Mar
29
2018
--

Using ProxySQL and VIRTUAL Columns to Solve ORM Issues

ProxySQL and VIRTUAL columns

ProxySQL and VIRTUAL columnsIn this blog post, we’ll look at using ProxySQL and VIRTUAL columns to solve ORM issues.

There are a lot of web frameworks all around. Programmers and web designers are using them to develop and deploy any website and web application. Just to cite some of the most famous names: Drupal, Ruby on Rails, Symfony, etc.

Web frameworks are very useful tools. But sometimes, as with many human artifacts, they have issues. Any framework has its own queries to manage its internal tables. While there is nothing wrong with that, but it often means these queries are not optimized.

Here is my case with Symfony 2 on MySQL 5.7, and how I solved it.

The sessions table issue

Symfony has a table to manage session data for users on the application. The table is defined as follow:

CREATE TABLE `sessions` (
 `sess_id` varchar(126) COLLATE utf8_bin NOT NULL,
 `sess_data` blob NOT NULL,
 `sess_time` int(10) unsigned NOT NULL,
 `sess_lifetime` mediumint(9) NOT NULL,
 PRIMARY KEY (`sess_id`)
) ENGINE=InnoDB DEFAULT CHARSET=utf8 COLLATE=utf8_bin

The expiration time of the user session is configurable. The developers decided to configure it to be one month.

Symfony was serving a high traffic website, and very soon that table became very big. After one month, I saw it had more than 14 million rows and was more than 3GB in size.
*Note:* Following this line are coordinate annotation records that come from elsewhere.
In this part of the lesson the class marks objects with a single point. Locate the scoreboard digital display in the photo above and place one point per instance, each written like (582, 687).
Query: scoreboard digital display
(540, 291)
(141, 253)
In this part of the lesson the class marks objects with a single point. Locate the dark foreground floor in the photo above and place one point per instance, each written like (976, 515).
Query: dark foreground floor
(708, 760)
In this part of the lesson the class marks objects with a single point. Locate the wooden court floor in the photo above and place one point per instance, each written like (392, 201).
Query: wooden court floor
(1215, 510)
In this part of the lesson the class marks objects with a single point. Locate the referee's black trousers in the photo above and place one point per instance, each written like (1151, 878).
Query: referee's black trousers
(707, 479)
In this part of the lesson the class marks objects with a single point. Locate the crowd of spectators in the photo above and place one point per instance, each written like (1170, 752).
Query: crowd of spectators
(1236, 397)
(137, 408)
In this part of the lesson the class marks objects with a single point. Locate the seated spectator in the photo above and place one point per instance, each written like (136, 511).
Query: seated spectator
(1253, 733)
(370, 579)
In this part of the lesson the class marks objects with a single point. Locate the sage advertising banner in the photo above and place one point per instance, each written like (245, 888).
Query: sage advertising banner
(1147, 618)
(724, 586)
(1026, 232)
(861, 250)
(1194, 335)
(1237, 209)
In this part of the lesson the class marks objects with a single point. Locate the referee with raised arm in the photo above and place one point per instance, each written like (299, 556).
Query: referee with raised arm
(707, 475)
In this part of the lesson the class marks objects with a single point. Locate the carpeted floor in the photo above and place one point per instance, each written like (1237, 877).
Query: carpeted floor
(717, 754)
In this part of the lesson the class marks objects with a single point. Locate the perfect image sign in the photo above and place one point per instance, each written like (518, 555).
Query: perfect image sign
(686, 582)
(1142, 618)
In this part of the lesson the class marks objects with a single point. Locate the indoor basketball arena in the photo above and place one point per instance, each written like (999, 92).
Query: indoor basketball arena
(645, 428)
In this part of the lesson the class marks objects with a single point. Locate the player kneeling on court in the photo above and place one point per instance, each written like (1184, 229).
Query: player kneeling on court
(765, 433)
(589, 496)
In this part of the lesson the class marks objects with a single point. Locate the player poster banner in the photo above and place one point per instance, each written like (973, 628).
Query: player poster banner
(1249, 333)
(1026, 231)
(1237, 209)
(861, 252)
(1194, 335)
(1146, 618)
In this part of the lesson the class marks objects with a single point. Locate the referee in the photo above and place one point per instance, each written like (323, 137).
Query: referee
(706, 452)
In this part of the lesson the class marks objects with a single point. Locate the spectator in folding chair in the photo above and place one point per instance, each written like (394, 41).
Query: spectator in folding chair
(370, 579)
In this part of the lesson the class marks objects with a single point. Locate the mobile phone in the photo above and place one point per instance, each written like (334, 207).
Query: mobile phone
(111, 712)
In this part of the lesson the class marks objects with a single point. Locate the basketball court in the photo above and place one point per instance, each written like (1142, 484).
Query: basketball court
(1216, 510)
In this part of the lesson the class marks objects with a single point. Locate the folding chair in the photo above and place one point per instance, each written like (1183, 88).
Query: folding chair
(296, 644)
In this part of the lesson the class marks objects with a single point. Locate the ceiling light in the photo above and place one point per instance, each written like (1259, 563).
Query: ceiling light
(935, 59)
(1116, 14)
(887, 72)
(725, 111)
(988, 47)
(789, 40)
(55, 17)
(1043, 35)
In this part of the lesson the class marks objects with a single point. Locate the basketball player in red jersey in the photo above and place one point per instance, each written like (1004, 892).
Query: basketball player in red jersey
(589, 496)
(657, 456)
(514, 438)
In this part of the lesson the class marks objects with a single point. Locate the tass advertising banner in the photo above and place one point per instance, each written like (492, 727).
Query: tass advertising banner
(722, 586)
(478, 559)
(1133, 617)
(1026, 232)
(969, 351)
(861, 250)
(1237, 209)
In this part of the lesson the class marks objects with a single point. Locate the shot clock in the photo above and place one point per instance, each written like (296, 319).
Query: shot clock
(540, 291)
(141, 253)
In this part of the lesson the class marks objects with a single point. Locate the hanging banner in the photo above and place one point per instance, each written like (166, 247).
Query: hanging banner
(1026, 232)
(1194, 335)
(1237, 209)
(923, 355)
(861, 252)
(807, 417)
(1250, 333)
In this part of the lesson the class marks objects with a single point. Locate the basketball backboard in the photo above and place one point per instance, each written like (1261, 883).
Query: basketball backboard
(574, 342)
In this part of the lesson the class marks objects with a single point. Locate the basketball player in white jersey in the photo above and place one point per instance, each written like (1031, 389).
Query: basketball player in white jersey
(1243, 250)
mysql> SELECT TABLE_SCHEMA, TABLE_NAME, ENGINE, TABLE_ROWS, DATA_LENGTH
    -> FROM information_schema.tables WHERE table_schema='symfony' AND table_name='sessions'\G
*************************** 1. row ***************************
  TABLE_SCHEMA: symfony
    TABLE_NAME: sessions
        ENGINE: InnoDB
    TABLE_ROWS: 14272158
   DATA_LENGTH: 3306140672

Developers noticed the web application sometimes stalling for a few seconds. First, I analyzed the slow queries on MySQL and I discovered that sometimes Symfony deletes inactive sessions. It issued the following query, which took several seconds to complete. This query was the cause of the stalls in the application:

DELETE FROM sessions WHERE sess_lifetime + sess_time < 1521025847

The query is not optimized. Let’s have a look at the EXPLAIN:

mysql> EXPLAIN DELETE FROM sessions WHERE sess_lifetime + sess_time < 1521025847\G
*************************** 1. row ***************************
           id: 1
  select_type: DELETE
        table: sessions
         type: ALL
possible_keys: NULL
          key: NULL
      key_len: NULL
          ref: NULL
         rows: 14272312
     filtered: 100.00
        Extra: Using where

Every DELETE query was a full table scan of more than 14 million rows. So, let’s try to improve it.

First workaround

Looking around on the web and discussing it with colleagues, we’ve found some workarounds. But none of them was the definitive solution:

  1. Reduce expiration time in Symfony configuration. Good idea. One month is probably too long for a high traffic website. But we kept the expiration time configured at one month because of an internal business policy. But even one week wouldn’t have solved the full table scan.
  2. Using a different database solution. Redis was proposed as an alternative to MySQL to manage session data. This might be a good solution, but it could involve a long deployment time. We planned a test, but the sysadmins suggested it was not a good solution to have another database system for such a simple task.
  3. Patching Symfony code. It was proposed to rewrite the query directly into the Symfony code. Discarded.
  4. Create indexes. It was proposed to create indexes on sess_time and sess_lifetime columns. The indexes wouldn’t get used because of the arithmetic addition on the where clause. This is the only condition we have on the query.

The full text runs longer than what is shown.